Now it happens that I am considering what to do for my latest post on my old man’s hoard of books, since it is five years to the day since my old man hauls off to depart for other worlds and climes and leaves his ever-loving wife and daughters very lonesome, and I am naturally wanting my post to be a suitable tribute for the sad reminder. Although I know on this occasion the book I choose must not be too sad, because when I am writing the post for The Journal of A Disappointed Man I am crying in-between the typing and sometimes when I am writing the post for The Sword in the Stone I am sniffing so much I must stop typing for a long time, and even now writing this very opening paragraph I am getting teary, since even though it has already (or only) been five years, the pain does not get any less.
So I am determined that this time the subject must be a fun light-hearted book which I enjoy writing about, and what happens but I suddenly think of Damon Runyon.
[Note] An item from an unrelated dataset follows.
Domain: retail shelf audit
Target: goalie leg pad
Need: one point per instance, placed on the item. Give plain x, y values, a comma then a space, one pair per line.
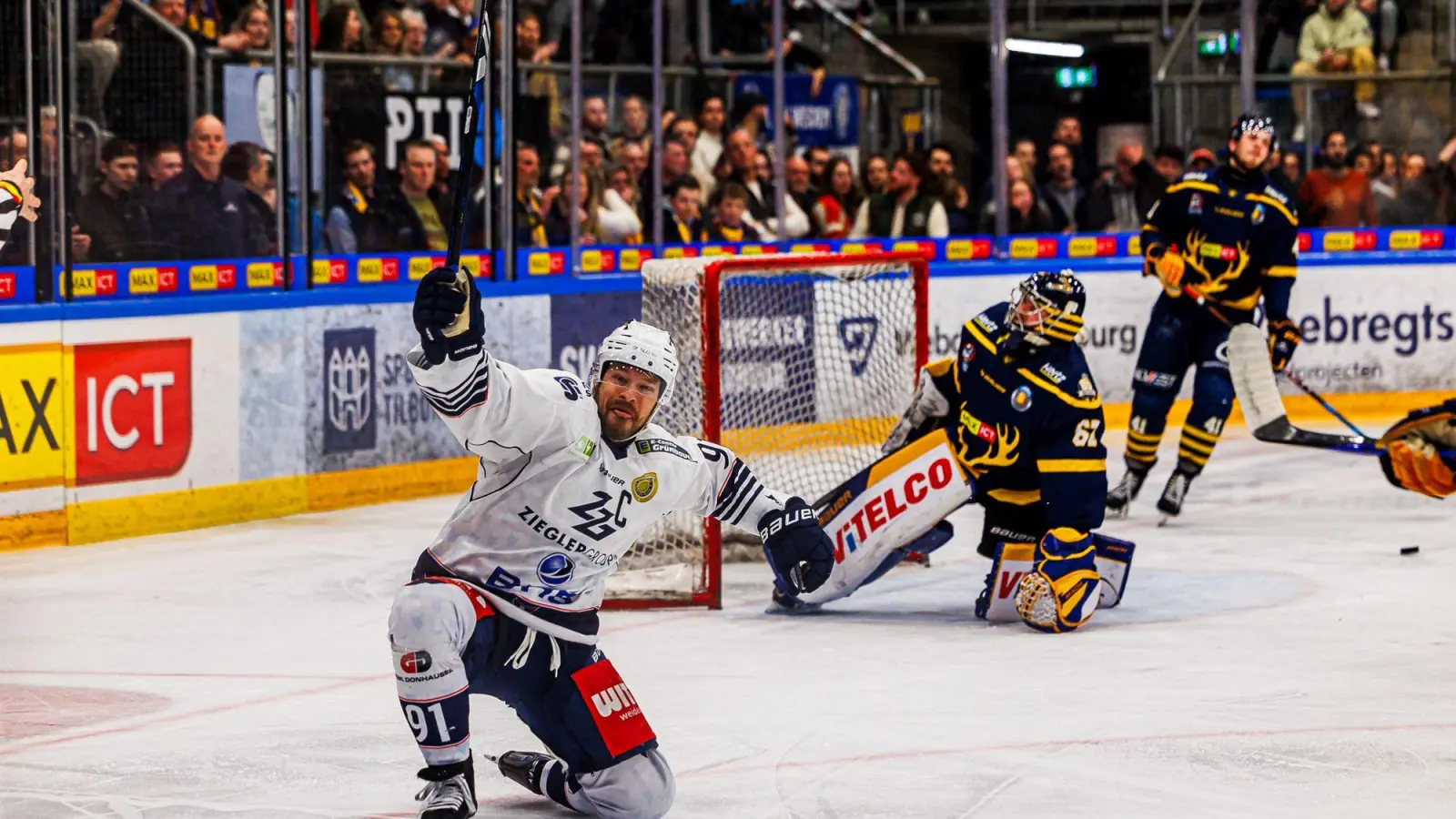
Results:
1060, 593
Now you should know that this Damon Runyon is a very, very smart duck, who is writing for New York newspapers and covering sports and news stories over many years in the 20s and 30s and 40s. He apparently revolutionises the reporting of baseball and is heavy into boxing and gambling and shooting craps, and most importantly for my old man and for his daughters and for thousands more like us he writes plenty of poems about sports and short stories about guys and their dolls on Broadway. In fact he is writing so much about guys and their dolls that three other very smart ducks known as Frank Loesser and Jo Swerling and Abe Burrows take some of his stories – in particular The Idyll of Miss Sarah Brown and Blood Pressure – and make them into a musical called Guys and Dolls, which is a show I fancy some of you hear of, and if you do not then I shall merely say you are more than somewhat deprived.